To assess statistical significance of decoding accuracy in both within and between arms analyses, we performed a randomization test, which was identical to the classification analysis described above except that we randomly shuffled the movement labels before training the classifier. We ran this analysis 2000 times, on each we randomly choose 32 subjects (with repetitions) and for each subject separately we reshuffled the movement labels each time, and then computed the mean across subjects in each iteration. The mean decoding accuracy across subjects was considered significantly larger than chance if it exceeded the 97.5th percentile of the null/chance distribution for each ROI. Accordingly, all statistical tests used in all graphs and all analyses are based on the permutation tests and not on theoretical chance levels. We used the false discovery rate (FDR) correction (Benjamini and Hochberg, 1995; Yekutieli and Benjamini, 1999) to correct for the multiple comparisons across ROIs.
Searchlight analysis.
We used a searchlight analysis (Kriegeskorte et al., 2006) to map classifier decoding accuracies across the entire brain. Clusters of 27 functional voxels were defined by creating a volumetric cube with an edge length of 3 voxels around each gray matter voxel. An LDA classification analysis was performed for each cluster as described above such that each gray matter voxel was associated with a decoding accuracy value yielding a decoding accuracy map. The searchlight analysis was performed in the native space of each subject. Decoding accuracy maps of all subjects were transformed to a standard cortical surface using FreeSurfer and a t test was used to determine whether each vertex (distributed points along the cortical surface from which FreeSurfer is sampling the fMRI data) exhibited significant above-chance decoding accuracies across subjects. We used FDR correction to correct for the multiple comparisons across vertices (Storey, 2002).

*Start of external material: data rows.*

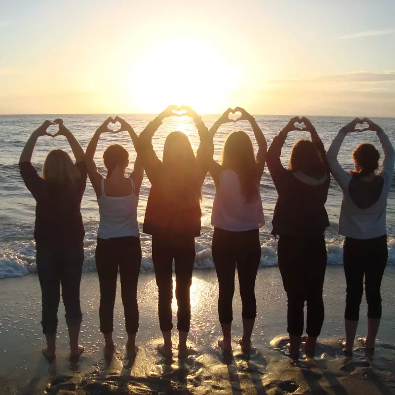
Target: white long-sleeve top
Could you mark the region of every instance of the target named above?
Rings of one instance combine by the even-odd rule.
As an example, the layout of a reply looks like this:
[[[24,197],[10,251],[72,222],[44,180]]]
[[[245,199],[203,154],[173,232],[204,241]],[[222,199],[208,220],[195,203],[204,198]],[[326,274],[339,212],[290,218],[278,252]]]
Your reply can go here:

Correlations between patterns.
Another way to characterize the similarity of fMRI activity patterns in different behavioral conditions has been through the analysis of the covariance of the patterns (using pattern component modeling; Diedrichsen et al., 2011). By analyzing the covariance matrix, the high dimensionality of the problem of comparing patterns (where dimensionality is in the hundreds) is reduced to the much lower dimensionality of the size of the covariance matrix (whose dimensionality is generally <20). In addition, this approach allows simultaneous effector-invariant representation in both extrinsic and intrinsic coordinates in a single ROI. This approach has already been used to test for effector-independent representations of finger tapping sequence (Wiestler et al., 2014). In brief, the approach treats every aspect of the movement as a “component” that will contribute to the overall pattern of activity. In our study, we included components for the two different arms and also for each of the four different targets during movements of each arm. Thus, there were a total of 10 components. These components are then used as a random effect in a linear regression. This means that the regression estimates the covariance matrix of each pattern expression rather than estimating the pattern itself. The size of the covariance of different components expresses the similarity in the patterns that are expressed during trials in which that component appears. This allows us to estimate the degree of extrinsic effector-independent representation with the covariance between components representing movements to the same target with the different arms. We can, at the same time, measure the degree of intrinsic effector-independent representation with the covariance between components representing movements with the different arms to mirror-symmetric targets. The strength of this approach is that it allows estimating these two different covariances simultaneously whereas the previous approaches essentially classified each ROI as either extrinsic or intrinsic.
Distances between patterns.
In an attempt to get a lo-dimensional representation of the distance between patterns, we projected the multidimensional fMRI pattern on a single dimension-of-interest (see Fig. 6A). The single dimension was the one that connects the mean patterns of two movements performed with the same arm to different targets. By projecting the mean patterns of the movements with the other arm to these same targets we were able to localize them on this single dimension. We scaled this one-dimensional representation so that the distance between the two right arm movements would be one, and averaged this unidimensional projection across subjects. We compared these results relative to these of a null dataset. For the null dataset we generated triplets of random vectors with the same number of dimensions as the original data (150 voxels) from a multivariate normal distribution, and projected the third on the single dimension connecting the other two. We repeated this once for each subject (32 times) and averaged the projections over the subjects to get an average projection. This whole process was repeated 1000 times to get a distribution of the average projection for null data. We compered the actual mean projections to the 95% HDI of the null data mean projections (see Fig. 6B, red patch).
Results
Thirty-two right-handed volunteers lay in the MRI scanner bore and performed slice (out-and-back) reaching movements from a central target to four peripheral targets in two different directions and to two different distances (Fig. 1).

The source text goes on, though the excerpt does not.